La création d’une zone militaire à la frontière-Est du Maroc semble avoir pris de court le commun des observateurs. La question à se poser est plutôt de savoir pourquoi le Maroc a attendu longtemps avant de franchir le pas et créer cette zone militaire à sa frontière avec l’Algérie, sachant que le mal vient souvent de ce pays.
C’est la question que leCollimateur.ma a posé à un vétéran de la guerre du Sahara. « Les Forces armées royales ont toujours été présentes à la frontière-Est avec l’Algérie, et cette présence s’est renforcée nettement au tout début des années 90 », précise-t-il d’emblée. Il en veut pour exemple et preuve l’existence d’une base militaire aérienne à Bouarfa, entre autres infrastructures militaires, sans compter le déploiement du matériel militaire lourd, renforcé par l’arrivée des Chars Abrams nouvellement acquis auprès des États-Unis d’Amérique.
Il faut rappeler aussi que les FAR ont l’habitude d’organiser, dans la région d’Errachidia, des manoeuvres aéro-terrestres nommées « Tafilalet », où elle avaient coutume de déployer du matériel lourd, aussi bien terrestre qu’aérien.
C’est un secret de polichinelle: La Grande muette marocaine, à l’opposé de sa voisine algérienne habituée aux démonstrations de « fArce » à la frontière terrestre avec le Maroc (Oran, Tindouf, Colomb Béchar) a toujours cultivé le mystère sur ses stratégies militaires, aussi bien en achat d’armement qu’en termes de préparation au combat.
En mai 2021, le projet de construction d’une caserne militaire dans la province de Jérada annoncé dans le Bulletin officiel avait suscité un grand boucan à l’autre bout de la frontière tant et si bien que le président Tebboune s’était lui-même manifesté pour dénoncer ce qu’il avait soupçonné, du haut de cette théorie conspirationniste chère à la junte militaire, « un acte hostile » envers l’Algérie.
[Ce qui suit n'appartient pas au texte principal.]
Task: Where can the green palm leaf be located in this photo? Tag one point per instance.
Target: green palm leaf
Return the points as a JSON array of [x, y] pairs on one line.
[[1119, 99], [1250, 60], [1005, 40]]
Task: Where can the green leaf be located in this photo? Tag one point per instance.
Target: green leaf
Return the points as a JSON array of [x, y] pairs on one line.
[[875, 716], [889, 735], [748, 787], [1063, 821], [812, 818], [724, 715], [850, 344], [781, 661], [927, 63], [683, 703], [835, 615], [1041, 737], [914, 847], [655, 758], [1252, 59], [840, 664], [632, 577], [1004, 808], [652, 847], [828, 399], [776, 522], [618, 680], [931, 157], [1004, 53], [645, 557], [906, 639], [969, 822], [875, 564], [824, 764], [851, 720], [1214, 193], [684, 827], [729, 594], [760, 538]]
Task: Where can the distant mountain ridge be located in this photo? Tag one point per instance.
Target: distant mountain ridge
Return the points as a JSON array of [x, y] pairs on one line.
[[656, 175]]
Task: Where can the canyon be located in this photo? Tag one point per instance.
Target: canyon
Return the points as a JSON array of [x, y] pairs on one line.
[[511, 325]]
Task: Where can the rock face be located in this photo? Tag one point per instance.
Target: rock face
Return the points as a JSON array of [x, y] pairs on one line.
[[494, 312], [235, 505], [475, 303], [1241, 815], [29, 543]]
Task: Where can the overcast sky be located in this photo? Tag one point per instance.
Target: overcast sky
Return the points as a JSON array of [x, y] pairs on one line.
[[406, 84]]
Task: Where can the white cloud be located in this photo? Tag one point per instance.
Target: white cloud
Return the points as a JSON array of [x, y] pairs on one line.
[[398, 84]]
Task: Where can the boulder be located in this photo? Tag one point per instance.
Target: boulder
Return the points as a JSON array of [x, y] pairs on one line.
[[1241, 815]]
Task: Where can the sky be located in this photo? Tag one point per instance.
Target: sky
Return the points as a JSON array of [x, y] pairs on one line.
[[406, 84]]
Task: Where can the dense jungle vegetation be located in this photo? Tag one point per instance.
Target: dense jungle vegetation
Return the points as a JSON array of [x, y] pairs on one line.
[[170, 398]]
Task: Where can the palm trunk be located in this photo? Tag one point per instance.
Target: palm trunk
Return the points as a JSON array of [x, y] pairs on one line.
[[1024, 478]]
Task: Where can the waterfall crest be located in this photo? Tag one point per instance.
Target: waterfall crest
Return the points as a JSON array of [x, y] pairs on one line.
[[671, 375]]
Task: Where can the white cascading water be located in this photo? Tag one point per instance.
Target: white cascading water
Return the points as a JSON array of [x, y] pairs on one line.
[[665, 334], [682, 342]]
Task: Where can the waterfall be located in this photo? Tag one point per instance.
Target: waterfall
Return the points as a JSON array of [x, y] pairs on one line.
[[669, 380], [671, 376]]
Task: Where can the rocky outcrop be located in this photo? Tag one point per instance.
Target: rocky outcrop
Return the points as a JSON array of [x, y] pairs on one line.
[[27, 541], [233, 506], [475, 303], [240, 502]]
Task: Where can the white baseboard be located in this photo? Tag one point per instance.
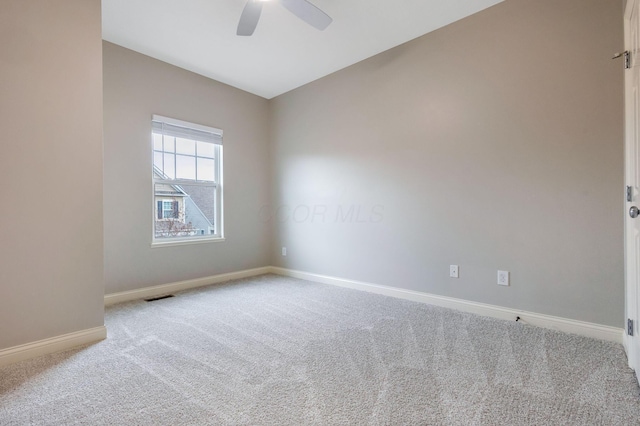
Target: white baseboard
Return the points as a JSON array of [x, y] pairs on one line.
[[51, 345], [164, 289], [582, 328]]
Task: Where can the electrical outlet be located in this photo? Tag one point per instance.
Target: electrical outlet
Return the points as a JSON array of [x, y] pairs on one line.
[[503, 277], [453, 271]]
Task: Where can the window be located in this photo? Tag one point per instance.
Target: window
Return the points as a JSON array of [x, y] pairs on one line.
[[187, 181]]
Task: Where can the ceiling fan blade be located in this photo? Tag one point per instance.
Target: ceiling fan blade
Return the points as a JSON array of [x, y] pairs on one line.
[[308, 13], [249, 18]]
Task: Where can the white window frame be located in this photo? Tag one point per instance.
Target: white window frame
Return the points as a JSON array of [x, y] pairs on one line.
[[216, 185]]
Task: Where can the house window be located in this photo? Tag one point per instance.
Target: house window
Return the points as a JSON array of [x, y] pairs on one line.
[[187, 181]]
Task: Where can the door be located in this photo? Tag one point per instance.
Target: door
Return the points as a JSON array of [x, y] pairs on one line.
[[632, 177]]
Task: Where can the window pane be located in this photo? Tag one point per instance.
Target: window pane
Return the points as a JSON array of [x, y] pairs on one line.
[[169, 168], [169, 144], [157, 160], [185, 146], [157, 142], [206, 150], [206, 169], [200, 208], [185, 167]]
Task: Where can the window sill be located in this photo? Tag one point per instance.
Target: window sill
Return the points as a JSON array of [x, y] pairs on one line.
[[187, 242]]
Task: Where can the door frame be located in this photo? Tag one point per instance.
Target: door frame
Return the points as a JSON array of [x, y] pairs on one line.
[[631, 253]]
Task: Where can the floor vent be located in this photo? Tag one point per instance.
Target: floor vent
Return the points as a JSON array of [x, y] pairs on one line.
[[153, 299]]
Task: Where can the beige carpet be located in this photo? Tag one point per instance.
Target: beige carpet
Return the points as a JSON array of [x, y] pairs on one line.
[[280, 351]]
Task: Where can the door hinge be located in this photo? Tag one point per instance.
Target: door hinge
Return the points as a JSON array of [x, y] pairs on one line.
[[627, 58]]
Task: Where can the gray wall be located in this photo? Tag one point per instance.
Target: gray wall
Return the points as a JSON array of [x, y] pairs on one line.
[[493, 143], [135, 87], [51, 267]]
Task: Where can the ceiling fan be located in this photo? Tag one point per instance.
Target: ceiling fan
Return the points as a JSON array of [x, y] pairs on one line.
[[301, 8]]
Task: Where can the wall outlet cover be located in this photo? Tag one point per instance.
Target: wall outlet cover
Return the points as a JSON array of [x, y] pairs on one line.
[[453, 271], [503, 278]]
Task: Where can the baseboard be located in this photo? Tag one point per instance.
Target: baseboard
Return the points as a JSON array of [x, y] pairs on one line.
[[582, 328], [160, 290], [51, 345]]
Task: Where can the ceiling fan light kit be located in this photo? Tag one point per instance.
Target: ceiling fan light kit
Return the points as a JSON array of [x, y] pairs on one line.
[[301, 8]]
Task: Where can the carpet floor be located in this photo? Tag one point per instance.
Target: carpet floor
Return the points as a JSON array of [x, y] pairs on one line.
[[271, 350]]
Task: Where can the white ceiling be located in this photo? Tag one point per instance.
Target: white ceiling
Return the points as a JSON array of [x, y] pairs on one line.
[[284, 52]]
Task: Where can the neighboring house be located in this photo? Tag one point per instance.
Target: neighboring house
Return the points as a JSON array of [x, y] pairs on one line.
[[180, 210]]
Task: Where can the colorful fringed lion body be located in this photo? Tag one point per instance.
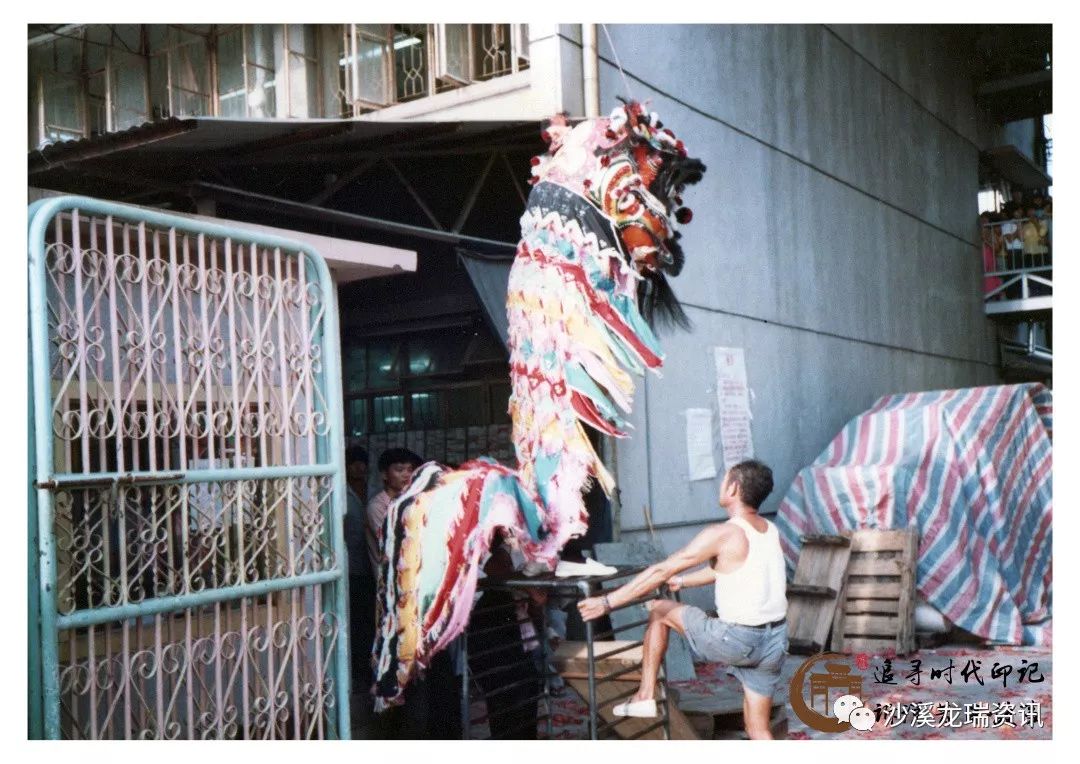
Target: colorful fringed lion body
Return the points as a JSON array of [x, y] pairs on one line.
[[589, 275]]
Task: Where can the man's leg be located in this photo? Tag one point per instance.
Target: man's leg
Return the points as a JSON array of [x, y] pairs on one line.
[[663, 616], [756, 711]]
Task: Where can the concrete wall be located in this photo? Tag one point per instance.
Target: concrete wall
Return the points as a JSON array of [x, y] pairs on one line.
[[833, 238]]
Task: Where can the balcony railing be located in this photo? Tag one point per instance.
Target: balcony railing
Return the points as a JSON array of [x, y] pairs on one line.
[[1017, 266]]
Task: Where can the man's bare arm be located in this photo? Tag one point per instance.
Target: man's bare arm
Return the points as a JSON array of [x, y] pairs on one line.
[[703, 547], [694, 578]]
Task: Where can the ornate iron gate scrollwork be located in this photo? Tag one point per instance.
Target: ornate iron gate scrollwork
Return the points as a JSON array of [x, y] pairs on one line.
[[188, 484]]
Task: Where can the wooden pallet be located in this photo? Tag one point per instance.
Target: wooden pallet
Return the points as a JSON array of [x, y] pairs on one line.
[[679, 661], [814, 591], [571, 661], [877, 614]]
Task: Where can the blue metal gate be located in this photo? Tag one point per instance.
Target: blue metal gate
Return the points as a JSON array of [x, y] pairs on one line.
[[187, 481]]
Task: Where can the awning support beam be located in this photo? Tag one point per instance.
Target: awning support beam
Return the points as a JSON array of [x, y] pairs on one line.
[[251, 199]]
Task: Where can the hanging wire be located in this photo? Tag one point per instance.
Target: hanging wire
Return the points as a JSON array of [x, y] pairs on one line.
[[625, 80]]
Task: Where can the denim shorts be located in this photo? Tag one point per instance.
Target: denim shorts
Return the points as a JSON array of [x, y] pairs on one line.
[[754, 654]]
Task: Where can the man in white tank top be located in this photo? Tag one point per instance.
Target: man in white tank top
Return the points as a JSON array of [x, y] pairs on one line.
[[744, 563]]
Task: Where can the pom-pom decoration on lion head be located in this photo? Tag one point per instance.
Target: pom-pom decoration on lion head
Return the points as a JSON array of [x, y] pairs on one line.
[[590, 277]]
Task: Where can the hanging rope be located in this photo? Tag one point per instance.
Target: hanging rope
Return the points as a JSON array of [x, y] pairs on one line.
[[625, 80]]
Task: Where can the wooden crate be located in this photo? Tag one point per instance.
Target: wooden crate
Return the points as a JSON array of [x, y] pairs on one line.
[[813, 593], [877, 610]]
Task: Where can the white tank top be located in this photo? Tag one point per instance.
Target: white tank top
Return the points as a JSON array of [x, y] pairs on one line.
[[755, 592]]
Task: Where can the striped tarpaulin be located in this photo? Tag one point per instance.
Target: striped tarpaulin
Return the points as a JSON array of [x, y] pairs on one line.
[[972, 470]]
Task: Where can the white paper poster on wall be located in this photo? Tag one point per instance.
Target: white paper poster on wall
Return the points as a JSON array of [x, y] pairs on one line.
[[732, 400], [699, 443]]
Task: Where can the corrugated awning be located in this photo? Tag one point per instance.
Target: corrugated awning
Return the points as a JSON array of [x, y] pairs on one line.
[[230, 139]]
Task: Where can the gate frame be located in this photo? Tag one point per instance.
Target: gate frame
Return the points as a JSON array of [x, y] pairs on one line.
[[43, 692]]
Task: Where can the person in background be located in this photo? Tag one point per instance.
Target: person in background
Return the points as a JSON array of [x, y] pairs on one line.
[[362, 587], [431, 710], [395, 469], [1011, 233], [989, 260], [1034, 236]]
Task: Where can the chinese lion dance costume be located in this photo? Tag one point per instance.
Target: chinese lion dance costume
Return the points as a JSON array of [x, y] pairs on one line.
[[589, 277]]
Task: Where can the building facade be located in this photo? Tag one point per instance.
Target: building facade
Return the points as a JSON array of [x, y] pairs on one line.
[[835, 236]]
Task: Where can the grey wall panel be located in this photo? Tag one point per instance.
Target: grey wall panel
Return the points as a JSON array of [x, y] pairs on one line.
[[806, 388], [805, 91], [833, 238]]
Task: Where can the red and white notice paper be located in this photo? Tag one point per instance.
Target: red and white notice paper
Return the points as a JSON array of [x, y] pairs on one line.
[[732, 400]]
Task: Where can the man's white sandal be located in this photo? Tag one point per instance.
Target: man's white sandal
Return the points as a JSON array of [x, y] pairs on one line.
[[644, 709]]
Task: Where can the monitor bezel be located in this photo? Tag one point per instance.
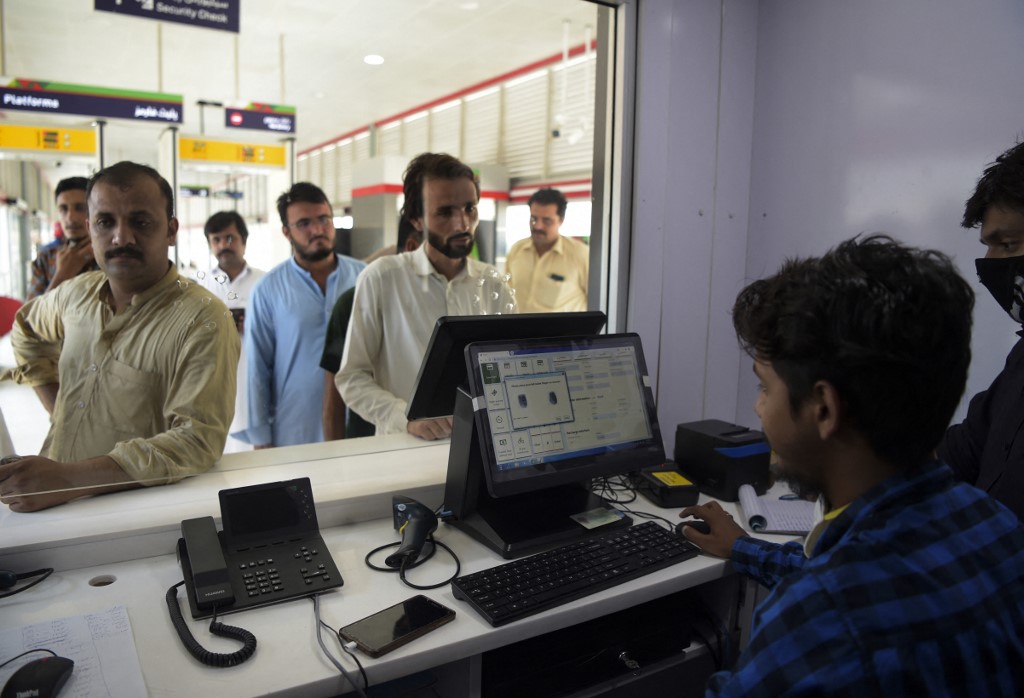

Il a oublié à l’insu de son gré que l’armée algérienne avait implanté plusieurs bases militaires à quelques encablures de sa frontière ouest avec le Maroc.
Premier élément de réponse à la question de mise en place d’une zone militaire Est, -dont le commandement a été confié au Général de division Mohammed Mikdad-, il a été apporté dans le dernier numéro de la revue des FAR. « La création de cette zone militaire Est a pour objectif d’assurer la cohérence du commandement, du contrôle et du soutien des composantes terrestres, aériennes et maritimes des FAR », et leur donner « plus de souplesse et de liberté d’action nécessaires à l’accomplissement des différentes missions », explique la même source.
Les raisons (cachées) de la création de la zone militaire-Est
La création de la zone militaire Est interpelle par son timing et son contexte. Il faut préciser que cette initiative intervient après la rupture par Alger, le 22 août 2021, de ses relations diplomatiques avec le Maroc. Alger ne s’est toutefois pas arrêtée à ce stade de la rupture, elle a enchaîné menaces et provocations envers le Maroc, au point d’avoir risqué « un casus belli » en accusant le Maroc d’être à l’origine du « bombardement » de camionneurs algériens un certain 1er novembre 2021 dans la localité marocaine de Bir Lahlou « avec une arme sophistiquée » (Ndlr: drone), avait-elle alléguée, sans toutefois apporter la moindre preuve de cette allégation.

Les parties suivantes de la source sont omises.